Dan's EMPEG


EMPEG with "red" display, matches the gauges quite well. The EMPEG is set to its maximum brightness.


EMPEG with "blue" display, doesn't match as well, but it's tollerable. The EMPEG is set to its maximum brightness.


EMPEG with "blue" display dimmed to 60% of its maximum brightness.


EMPEG with "blue" display during the day.

BMW geeks: this is a 2000 Z3 Coupe with the "aluminum trim" option. Car stereo geeks: this is a 12GB EMPEG (now Rio) Car Player. This Web page shows how the EMPEG looks in a BMW with the "red" and "blue" faceplate. At night, with the red faceplate, I had the EMPEG at maximum brightness and it matched the dimmed gauges. During the day, the EMPEG was hard to see, so I decided to try the blue faceplate. Now, the blue faceplate, during the day, is roughly the same brightness as the BMW's gauges, and at night I have it dimmed to 60% of the max.

If I was king for a day, I'd make the EMPEG guys do a brighter display so I could have the red faceplate. However, the blue faceplate, while not matching my car precisely, is tollerable aesthetically and is much more readable, which is what matters.

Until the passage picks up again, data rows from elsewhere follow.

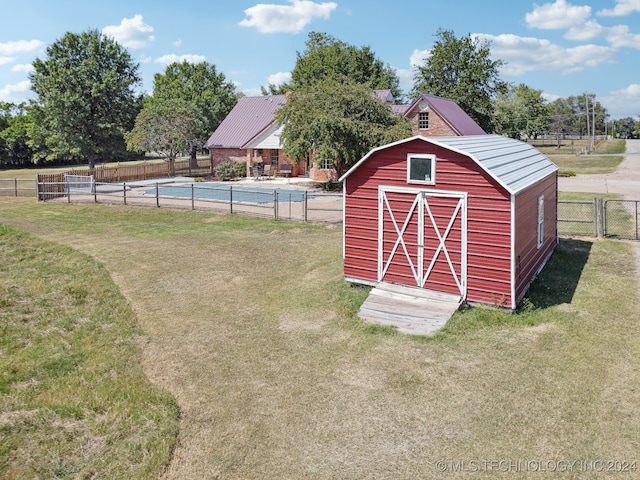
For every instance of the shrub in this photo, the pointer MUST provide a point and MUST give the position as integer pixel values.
(227, 170)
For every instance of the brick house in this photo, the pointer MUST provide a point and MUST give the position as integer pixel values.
(249, 133)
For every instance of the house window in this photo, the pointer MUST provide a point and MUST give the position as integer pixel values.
(326, 164)
(423, 120)
(421, 169)
(540, 220)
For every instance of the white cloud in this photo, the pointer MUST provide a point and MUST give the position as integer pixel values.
(557, 16)
(131, 33)
(619, 36)
(16, 93)
(525, 54)
(624, 102)
(279, 78)
(22, 67)
(587, 31)
(418, 57)
(269, 18)
(622, 8)
(21, 46)
(173, 58)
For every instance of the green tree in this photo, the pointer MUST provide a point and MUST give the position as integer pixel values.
(204, 87)
(461, 70)
(86, 97)
(168, 127)
(328, 58)
(14, 128)
(561, 119)
(521, 111)
(339, 120)
(625, 126)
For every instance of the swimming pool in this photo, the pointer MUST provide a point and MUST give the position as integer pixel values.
(231, 193)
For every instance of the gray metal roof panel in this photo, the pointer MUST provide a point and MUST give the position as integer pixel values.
(513, 164)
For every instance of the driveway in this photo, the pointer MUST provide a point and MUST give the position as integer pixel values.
(624, 181)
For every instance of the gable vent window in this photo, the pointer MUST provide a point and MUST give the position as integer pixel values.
(421, 169)
(423, 120)
(326, 164)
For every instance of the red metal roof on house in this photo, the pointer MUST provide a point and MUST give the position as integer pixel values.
(250, 117)
(451, 113)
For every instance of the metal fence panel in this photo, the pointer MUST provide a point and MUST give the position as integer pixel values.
(577, 217)
(622, 219)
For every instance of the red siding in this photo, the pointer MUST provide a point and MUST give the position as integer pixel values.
(488, 225)
(529, 258)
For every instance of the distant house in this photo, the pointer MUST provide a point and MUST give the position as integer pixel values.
(249, 133)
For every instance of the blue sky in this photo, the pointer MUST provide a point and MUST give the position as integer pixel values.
(562, 47)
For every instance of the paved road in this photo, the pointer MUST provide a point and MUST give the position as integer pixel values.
(624, 181)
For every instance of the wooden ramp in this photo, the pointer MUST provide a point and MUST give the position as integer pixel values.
(411, 310)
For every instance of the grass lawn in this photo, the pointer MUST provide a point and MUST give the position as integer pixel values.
(74, 400)
(595, 163)
(252, 329)
(586, 164)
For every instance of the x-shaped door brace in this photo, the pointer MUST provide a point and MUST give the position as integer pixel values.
(421, 203)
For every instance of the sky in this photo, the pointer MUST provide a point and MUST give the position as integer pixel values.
(561, 47)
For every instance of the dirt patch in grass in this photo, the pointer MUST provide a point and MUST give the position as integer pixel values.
(252, 329)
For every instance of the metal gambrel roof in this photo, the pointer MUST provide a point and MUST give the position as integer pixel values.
(513, 164)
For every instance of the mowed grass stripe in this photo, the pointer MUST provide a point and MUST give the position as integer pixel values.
(74, 402)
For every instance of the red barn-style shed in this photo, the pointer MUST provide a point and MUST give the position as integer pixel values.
(474, 216)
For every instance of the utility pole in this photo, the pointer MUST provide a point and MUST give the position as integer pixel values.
(586, 102)
(593, 123)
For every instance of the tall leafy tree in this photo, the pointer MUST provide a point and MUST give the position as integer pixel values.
(461, 69)
(337, 120)
(328, 58)
(626, 126)
(521, 111)
(169, 127)
(561, 119)
(15, 123)
(86, 97)
(201, 85)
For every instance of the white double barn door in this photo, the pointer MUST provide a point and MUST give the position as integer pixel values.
(422, 238)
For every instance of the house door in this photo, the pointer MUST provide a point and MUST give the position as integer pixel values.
(422, 239)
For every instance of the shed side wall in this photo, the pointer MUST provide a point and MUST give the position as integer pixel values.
(529, 258)
(488, 224)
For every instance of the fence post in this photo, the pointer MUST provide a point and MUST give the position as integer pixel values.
(275, 204)
(599, 217)
(304, 206)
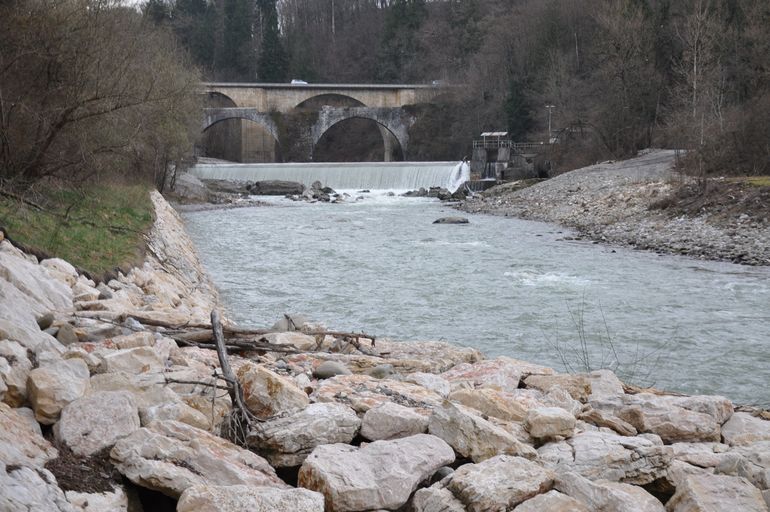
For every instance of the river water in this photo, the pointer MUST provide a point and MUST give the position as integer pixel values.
(505, 286)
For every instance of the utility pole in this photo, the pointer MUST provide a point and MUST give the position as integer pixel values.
(549, 107)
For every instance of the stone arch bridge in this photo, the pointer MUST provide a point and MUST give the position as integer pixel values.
(298, 115)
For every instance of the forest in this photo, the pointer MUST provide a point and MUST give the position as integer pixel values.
(618, 75)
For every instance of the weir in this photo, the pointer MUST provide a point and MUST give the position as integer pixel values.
(344, 175)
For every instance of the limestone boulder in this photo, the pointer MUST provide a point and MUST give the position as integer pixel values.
(295, 339)
(363, 392)
(716, 493)
(391, 421)
(26, 489)
(436, 498)
(94, 422)
(577, 385)
(491, 402)
(430, 381)
(552, 501)
(673, 423)
(603, 495)
(20, 445)
(379, 475)
(216, 498)
(267, 394)
(328, 369)
(499, 483)
(142, 359)
(287, 441)
(14, 371)
(501, 373)
(608, 456)
(743, 429)
(549, 423)
(52, 387)
(474, 437)
(169, 457)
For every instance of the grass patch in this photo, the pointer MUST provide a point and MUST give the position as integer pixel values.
(97, 229)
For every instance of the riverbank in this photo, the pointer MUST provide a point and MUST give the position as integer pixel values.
(630, 203)
(106, 376)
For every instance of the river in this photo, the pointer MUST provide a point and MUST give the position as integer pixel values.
(505, 286)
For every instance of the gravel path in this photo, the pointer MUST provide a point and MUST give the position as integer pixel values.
(610, 202)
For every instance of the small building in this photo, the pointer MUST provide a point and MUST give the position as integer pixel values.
(497, 158)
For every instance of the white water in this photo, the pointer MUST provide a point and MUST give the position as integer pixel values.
(345, 176)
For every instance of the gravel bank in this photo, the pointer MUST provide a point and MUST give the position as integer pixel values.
(610, 202)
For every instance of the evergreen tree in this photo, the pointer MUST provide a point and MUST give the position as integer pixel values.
(273, 63)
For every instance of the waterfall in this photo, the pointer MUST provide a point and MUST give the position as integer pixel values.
(344, 175)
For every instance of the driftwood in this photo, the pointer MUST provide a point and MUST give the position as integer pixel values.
(240, 421)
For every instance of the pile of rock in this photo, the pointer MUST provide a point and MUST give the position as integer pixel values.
(342, 426)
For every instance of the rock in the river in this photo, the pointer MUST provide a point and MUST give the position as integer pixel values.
(169, 457)
(391, 421)
(552, 501)
(234, 498)
(499, 483)
(603, 455)
(19, 444)
(52, 387)
(601, 495)
(266, 393)
(716, 493)
(549, 423)
(94, 422)
(474, 437)
(491, 402)
(379, 475)
(289, 440)
(329, 369)
(743, 429)
(451, 220)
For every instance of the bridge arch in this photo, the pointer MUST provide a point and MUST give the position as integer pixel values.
(394, 123)
(231, 134)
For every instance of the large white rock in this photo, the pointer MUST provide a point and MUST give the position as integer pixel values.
(94, 422)
(491, 402)
(267, 394)
(501, 373)
(26, 489)
(391, 421)
(604, 496)
(499, 483)
(474, 437)
(14, 370)
(140, 359)
(287, 441)
(52, 387)
(430, 381)
(549, 423)
(604, 455)
(743, 429)
(382, 474)
(20, 444)
(552, 501)
(244, 498)
(716, 493)
(170, 456)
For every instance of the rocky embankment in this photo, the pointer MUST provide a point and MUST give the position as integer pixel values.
(611, 202)
(102, 410)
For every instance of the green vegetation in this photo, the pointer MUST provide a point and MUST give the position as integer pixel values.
(94, 228)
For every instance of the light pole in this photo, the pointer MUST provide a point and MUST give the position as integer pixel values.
(549, 107)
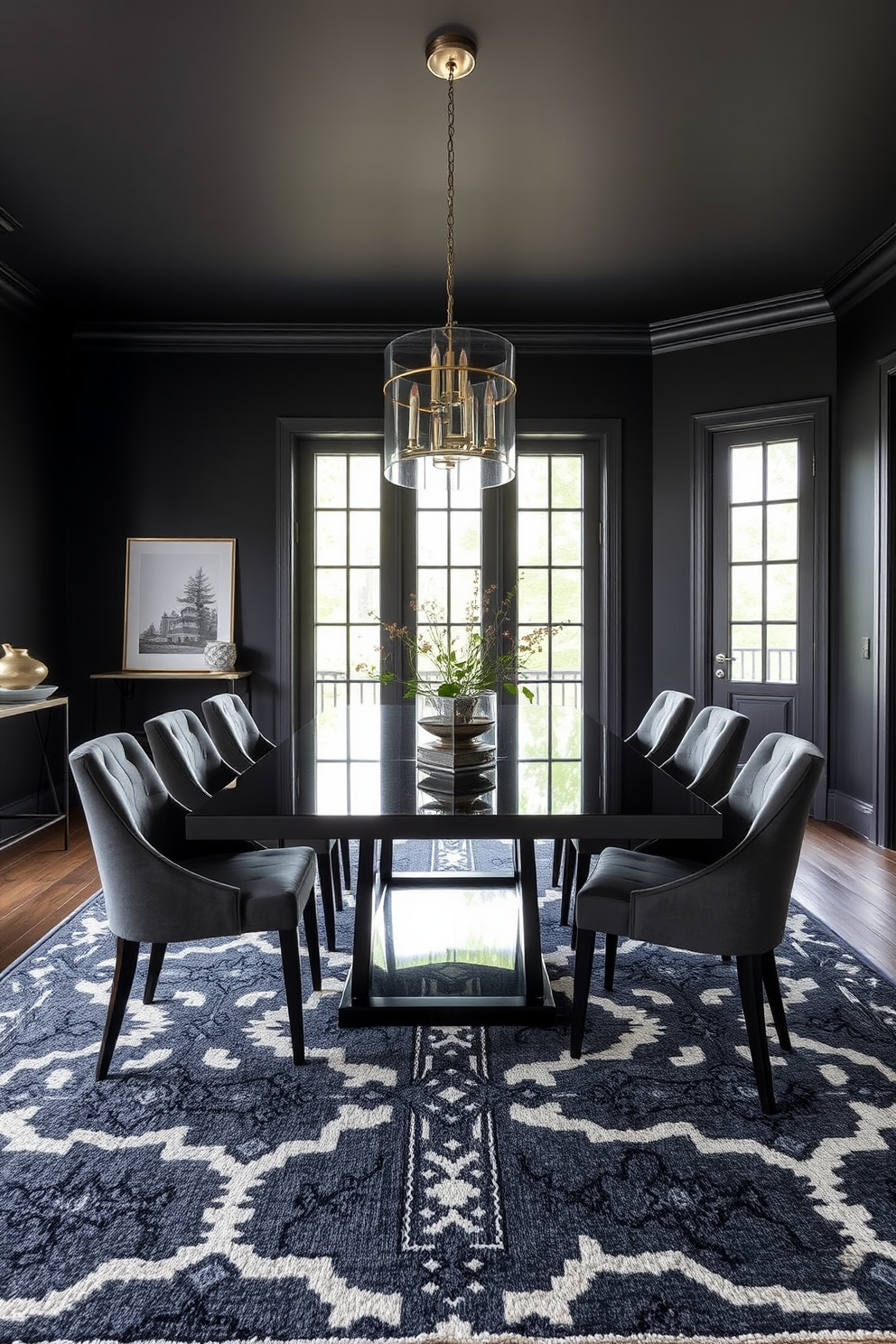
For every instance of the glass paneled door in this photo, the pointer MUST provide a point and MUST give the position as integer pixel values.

The install was done by River Oaks Car Stereo and seems to be working just fine. The faceplate is recessed about 3mm deeper than the factory stereo was, but it doesn't bother me much. The only "problem" is that BMW's factory stereo uses a non-standard line voltage (5V?) and there's no gain control on the factory amplifier. So, if you hook up a normal head unit (the EMPEG outputs 4V), it ends up sounding quieter.